Para esto Iraegui se basa, por una parte, en su experiencia personal de haber conocido, de primera mano, a través de la versión cubana, el funcionamiento de los estados totalitarios, y por otra, en el uso del conocimiento de cierto tipo de fábulas. El proceso en que los arandú sufrirán paso a paso la imposición de un poder represivo y controlador que certifica la consolidación del monarca y su élite en el poder, y que secuestrará a los arandú su estatus anterior, es parecida a la forma en que sucede con los buenos animales de Rebelión en la granja capitaneados por los cerdos y sus mastines. Es justo la tirantez de este conflicto que culminará en la rebelión contra el monarca y sus matones, el recurso mediante el cual el autor nos lleva hacia el final de la novela.

Un detalle exquisito de Los viajes sin fines el papel que juega en la obra el estandarte del emperador Carlos V que los arandú atesoran como su principal reliquia. El objeto, inexplicablemente aparecido en la selva en la que vive el supuesto grupo aborigen, adquiere connotaciones simbólicas inherentes al mundo arandú. Un pueblo en cuyos orígenes cosmogónicos el loro, en sus relaciones con el hombre arandú, juega un papel de gran trascendencia. Entonces, no es raro que la figura del águila bicéfala del monarca austriaco pase a formar parte del patrimonio arandú, y que facilitará, como veremos, la conexión de la tribu con el joven vasco y su acompañante Lope de Alegría. A este objeto Iraegui le dedicará el primero de los prólogos de su novela, el que recrea el viaje agónico de Francisco de Orellana por el profundo y extenso Amazonas.

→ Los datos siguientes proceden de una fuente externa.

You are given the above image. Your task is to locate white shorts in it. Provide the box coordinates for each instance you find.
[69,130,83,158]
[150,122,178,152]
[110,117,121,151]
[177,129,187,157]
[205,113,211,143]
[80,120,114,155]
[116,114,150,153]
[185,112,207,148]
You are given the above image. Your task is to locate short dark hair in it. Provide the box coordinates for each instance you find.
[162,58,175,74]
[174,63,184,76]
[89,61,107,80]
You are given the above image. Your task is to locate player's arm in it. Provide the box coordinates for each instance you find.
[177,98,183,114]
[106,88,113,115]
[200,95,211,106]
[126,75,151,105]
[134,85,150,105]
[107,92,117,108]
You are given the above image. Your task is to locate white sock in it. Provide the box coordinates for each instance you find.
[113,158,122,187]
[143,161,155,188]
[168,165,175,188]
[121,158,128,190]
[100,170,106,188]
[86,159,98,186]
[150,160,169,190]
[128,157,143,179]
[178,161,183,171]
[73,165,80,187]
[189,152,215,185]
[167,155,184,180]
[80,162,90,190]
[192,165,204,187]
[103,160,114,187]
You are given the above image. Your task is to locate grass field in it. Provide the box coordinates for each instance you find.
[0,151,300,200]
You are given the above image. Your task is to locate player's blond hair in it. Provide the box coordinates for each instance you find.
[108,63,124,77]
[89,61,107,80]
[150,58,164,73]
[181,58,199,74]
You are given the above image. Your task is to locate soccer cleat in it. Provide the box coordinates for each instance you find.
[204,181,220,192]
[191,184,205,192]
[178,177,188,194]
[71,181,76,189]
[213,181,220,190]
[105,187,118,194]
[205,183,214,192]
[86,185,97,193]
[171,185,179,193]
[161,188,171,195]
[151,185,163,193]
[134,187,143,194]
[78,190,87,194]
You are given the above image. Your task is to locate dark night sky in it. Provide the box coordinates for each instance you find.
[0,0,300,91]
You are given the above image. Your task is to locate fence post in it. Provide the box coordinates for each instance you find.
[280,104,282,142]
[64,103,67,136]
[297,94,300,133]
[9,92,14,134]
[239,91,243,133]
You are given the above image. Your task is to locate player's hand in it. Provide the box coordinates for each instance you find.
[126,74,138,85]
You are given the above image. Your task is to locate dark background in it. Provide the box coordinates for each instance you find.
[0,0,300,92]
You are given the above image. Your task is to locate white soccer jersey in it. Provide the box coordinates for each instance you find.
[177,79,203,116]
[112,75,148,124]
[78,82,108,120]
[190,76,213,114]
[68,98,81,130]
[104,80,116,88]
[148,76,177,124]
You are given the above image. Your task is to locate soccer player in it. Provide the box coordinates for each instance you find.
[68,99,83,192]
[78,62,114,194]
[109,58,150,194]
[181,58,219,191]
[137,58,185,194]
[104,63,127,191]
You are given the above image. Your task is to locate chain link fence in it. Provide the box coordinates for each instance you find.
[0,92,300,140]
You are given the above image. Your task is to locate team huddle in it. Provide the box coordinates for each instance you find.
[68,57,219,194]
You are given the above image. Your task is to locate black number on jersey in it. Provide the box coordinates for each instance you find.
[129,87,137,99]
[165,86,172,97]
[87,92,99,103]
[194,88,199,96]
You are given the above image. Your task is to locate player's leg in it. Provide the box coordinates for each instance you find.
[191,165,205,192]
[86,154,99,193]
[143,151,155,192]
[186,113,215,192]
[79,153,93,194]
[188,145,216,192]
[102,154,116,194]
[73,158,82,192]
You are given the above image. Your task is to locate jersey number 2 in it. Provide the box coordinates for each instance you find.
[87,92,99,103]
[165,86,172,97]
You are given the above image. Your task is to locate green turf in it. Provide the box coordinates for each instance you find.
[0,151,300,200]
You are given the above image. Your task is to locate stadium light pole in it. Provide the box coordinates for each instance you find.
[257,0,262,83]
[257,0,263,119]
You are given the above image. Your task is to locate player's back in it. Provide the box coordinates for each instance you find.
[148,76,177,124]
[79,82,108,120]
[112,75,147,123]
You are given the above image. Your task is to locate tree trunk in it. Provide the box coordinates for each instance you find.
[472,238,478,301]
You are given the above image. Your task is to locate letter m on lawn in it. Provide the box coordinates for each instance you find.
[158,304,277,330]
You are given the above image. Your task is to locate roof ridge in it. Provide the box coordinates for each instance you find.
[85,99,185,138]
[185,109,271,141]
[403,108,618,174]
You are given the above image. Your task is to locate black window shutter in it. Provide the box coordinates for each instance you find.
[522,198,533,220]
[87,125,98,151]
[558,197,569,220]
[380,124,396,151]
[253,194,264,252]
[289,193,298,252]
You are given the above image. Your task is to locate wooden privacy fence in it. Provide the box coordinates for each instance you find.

Por último, quisiéramos volver sobre la idea de la originalidad de El viaje sin fin de Juan de Arrate, Señor de los arandú. Pues creemos que esta no solo queda demostrada con los numerosos discursos o juegos –limpios– con el lector, que exhibe o propone. Al final, la escritura también es vida, asistimos a las múltiples experiencias del autor, viajero en la música, en los variados conocimientos, en los contrastantes espacios. Experiencias trasmitidas mediante una erudición honesta y sin artificios. Y yendo más lejos, pensamos que El viaje sin fin… además de libro de viajes, de aventuras, de crónica y biografía apócrifas, es con todas las de ley una novela más latinoamericana que española –que escapa a las reglas y recetas de los best sellers seudohistóricos que colman los estantes de las actuales librerías–, relacionada a través de sutiles vasos comunicantes con toda una tradición literaria de primera línea y que redondean los viajes, literarios, en esta ocasión, del novelista Aitor Iraegui.